Thursday, April 29, 2010

‘All I heard is them bitching that we’re not making any money in Newfoundland'

How Abitibi was practically chased out of town

“The time has come for Abitibi to sell those two mills and get the hell out of here.”
— Max Michaud, Atlantic region vice-president for the Communications, Energy and Paperworkers’ union, representing Abitibi Consolidated employees, as quoted in the May 1-7, 2005 Independent newspaper.
Abitibi didn’t have to be told twice.

Only the company didn’t sell its Stephenville and Grand Falls-Windsor mills — it shut them down.


I wonder if the hundreds of former workers at both mills had their time back whether they would have went along with their union’s get-the-hell-out, bitch-slap attitude.

Probably not.

The union obviously underestimated the severity of the downturn in the paper-making industry and Abitibi’s urgency to cut costs.

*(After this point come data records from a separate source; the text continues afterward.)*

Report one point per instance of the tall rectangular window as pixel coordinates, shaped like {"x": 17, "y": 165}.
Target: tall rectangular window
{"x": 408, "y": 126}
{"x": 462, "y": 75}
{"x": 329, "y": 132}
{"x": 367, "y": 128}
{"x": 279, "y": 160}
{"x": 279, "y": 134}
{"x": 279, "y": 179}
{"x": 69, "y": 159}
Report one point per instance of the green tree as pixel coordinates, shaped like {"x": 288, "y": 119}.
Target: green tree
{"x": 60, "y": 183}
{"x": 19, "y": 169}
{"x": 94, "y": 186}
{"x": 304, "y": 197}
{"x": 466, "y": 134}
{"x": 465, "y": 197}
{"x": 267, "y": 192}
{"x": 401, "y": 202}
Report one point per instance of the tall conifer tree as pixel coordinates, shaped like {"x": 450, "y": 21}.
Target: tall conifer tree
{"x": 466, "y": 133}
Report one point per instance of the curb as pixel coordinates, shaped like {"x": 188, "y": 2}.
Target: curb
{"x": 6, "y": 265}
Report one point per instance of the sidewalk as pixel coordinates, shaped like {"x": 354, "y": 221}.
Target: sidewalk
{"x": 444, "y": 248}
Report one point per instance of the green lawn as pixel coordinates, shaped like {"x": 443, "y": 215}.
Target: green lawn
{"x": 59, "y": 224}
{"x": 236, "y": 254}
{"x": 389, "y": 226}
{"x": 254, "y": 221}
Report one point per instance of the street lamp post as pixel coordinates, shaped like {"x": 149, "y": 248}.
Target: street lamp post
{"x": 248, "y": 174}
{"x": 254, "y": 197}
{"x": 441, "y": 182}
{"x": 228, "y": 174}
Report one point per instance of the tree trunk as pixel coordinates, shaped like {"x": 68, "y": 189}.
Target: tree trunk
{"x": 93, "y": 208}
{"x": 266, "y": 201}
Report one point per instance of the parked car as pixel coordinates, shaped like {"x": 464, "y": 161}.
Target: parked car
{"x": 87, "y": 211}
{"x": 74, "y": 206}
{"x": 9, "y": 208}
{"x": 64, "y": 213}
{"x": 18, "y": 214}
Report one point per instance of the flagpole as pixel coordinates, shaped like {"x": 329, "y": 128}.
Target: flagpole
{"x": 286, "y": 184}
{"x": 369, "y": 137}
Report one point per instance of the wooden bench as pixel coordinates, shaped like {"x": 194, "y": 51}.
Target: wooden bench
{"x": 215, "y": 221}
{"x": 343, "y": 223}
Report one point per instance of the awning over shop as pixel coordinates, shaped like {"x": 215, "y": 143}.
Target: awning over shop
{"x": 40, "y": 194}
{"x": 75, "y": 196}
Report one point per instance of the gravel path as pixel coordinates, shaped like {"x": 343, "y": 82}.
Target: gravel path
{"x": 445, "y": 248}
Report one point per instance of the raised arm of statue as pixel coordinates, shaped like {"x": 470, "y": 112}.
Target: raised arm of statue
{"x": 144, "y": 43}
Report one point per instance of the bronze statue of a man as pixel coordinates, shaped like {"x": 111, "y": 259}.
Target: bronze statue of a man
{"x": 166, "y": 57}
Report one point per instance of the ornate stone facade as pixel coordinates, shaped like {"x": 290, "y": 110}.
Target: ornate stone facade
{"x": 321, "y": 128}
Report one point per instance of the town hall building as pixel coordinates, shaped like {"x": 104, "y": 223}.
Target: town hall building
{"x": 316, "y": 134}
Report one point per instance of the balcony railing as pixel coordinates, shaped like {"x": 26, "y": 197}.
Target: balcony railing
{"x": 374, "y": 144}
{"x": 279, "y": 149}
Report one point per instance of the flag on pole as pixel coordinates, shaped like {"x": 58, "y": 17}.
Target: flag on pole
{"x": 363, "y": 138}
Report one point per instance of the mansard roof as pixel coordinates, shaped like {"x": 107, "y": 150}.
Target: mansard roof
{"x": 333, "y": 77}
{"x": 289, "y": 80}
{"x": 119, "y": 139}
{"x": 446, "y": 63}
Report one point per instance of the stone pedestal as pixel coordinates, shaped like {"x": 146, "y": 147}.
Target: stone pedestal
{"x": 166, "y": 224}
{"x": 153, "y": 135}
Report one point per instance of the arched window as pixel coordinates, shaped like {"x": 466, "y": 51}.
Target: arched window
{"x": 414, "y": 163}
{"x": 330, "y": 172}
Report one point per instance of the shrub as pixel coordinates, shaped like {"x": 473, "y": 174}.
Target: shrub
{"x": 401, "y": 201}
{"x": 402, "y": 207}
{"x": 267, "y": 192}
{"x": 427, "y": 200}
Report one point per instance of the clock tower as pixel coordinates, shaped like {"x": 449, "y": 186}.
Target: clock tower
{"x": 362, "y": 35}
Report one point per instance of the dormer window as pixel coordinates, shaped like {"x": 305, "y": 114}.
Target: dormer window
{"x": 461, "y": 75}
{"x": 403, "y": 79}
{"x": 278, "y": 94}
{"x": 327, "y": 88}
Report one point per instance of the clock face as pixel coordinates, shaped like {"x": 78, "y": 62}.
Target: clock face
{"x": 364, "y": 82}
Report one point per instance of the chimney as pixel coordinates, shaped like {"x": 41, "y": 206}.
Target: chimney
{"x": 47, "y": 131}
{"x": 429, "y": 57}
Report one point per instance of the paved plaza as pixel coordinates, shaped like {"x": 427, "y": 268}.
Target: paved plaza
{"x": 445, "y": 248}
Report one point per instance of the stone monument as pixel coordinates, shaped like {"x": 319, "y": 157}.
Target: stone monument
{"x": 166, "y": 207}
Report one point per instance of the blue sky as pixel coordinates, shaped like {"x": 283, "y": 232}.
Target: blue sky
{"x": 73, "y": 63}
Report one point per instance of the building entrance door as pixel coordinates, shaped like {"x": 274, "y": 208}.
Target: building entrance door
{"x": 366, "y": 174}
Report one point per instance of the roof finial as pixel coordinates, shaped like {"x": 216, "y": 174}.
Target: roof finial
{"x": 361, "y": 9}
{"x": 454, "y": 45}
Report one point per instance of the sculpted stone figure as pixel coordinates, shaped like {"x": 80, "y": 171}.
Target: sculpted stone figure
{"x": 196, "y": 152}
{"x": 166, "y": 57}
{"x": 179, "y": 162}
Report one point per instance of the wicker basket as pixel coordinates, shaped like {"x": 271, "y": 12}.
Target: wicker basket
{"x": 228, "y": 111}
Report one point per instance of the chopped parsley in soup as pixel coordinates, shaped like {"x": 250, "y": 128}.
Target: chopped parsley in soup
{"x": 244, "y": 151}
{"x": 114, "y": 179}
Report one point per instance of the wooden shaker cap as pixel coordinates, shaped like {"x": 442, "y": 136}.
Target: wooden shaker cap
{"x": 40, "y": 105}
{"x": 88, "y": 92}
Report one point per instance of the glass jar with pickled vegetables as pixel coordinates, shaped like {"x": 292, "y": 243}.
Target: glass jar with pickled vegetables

“Give a chance to another player and it would be the best thing that could happen to the population of Newfoundland,” Michaud told The Independent in his thick French accent.

Only there was no other player.

The union was wrong.

Five years ago this week, in 2005, the situation in Newfoundland’s pulp and paper industry looked bleak.

But not nearly as bleak as it is today.

Following a 60-day review, Abitibi — which was losing tens of millions of dollars — announced on April 27th, 2005 that it would shut down one of two paper-making machines at the Grand Falls-Windsor mill.

At the time, Abitibi had 240 workers in Stephenville, 520 in Grand Falls-Windsor, and 420 woodsland workers.

The review called for the phase out of the No. 7 paper-making machine at Grand Falls-Windsor, and amalgamating the administration at the Stephenville and central Newfoundland mills, meaning layoffs to an untold number of workers.

In response to the threat to shut down the Grand Falls-Windsor paper machine, then-Natural Resources Minister Ed Byrne (this was obviously long before he went to jail for his part in the constituency allowance scandal) announced he would invoke Bill 27 — revoking the timber rights for 60 per cent of the wood supply for the Grand Falls-Windsor operation.

The only problem with that move was the Stephenville mill had no secure wood supply and imported up to 70 per cent of the wood fibre it needed to operate from offshore.

Then-Liberal Opposition Leader Roger Grimes also got into the debate, arguing in March 2005 that selling both mills could be an opportunity for the province.

“Other companies would find either Stephenville or Grand Falls-Windsor attractive. If Abitibi pulled out I’m convinced there would be buyers in the marketplace,” he said at the time.

Michaud agreed, saying it was time for the company to quit complaining and leave.

Which is what apparently happened in the 1980s when newsprint giant Bowater experienced financial trouble.

The company sold its Corner Brook mill to Kruger.

“We don’t hear any bitching from Kruger,” Michaud said in 2005.

(Although that's not the case today.)

“Abitibi since they’ve been here, since I can remember, all I heard is them bitching that we’re not making any money in Newfoundland.”

Five years later and the Stephenville mill has been torn down, the Grand Falls-Windsor mill is shut down, and hundreds and hundreds of workers have been laid off.

The average mill worker made $70,000 a year.

Which you can’t make growing cranberries.

The Corner Brook mill is still operating, but there have been dozens of layoffs, salaries have been cut, and one of its papermaking machines has been shut down.

The Danny Williams administration expropriated Abitibi’s water and timber rights, as well as a hydroelectric power station, after the company closed its Grand Falls-Windsor mill.

Only the Williams government made a “colossal error” in expropriating the century-old mill itself, and could be responsible for hundreds of millions of dollars in environmental cleanup costs.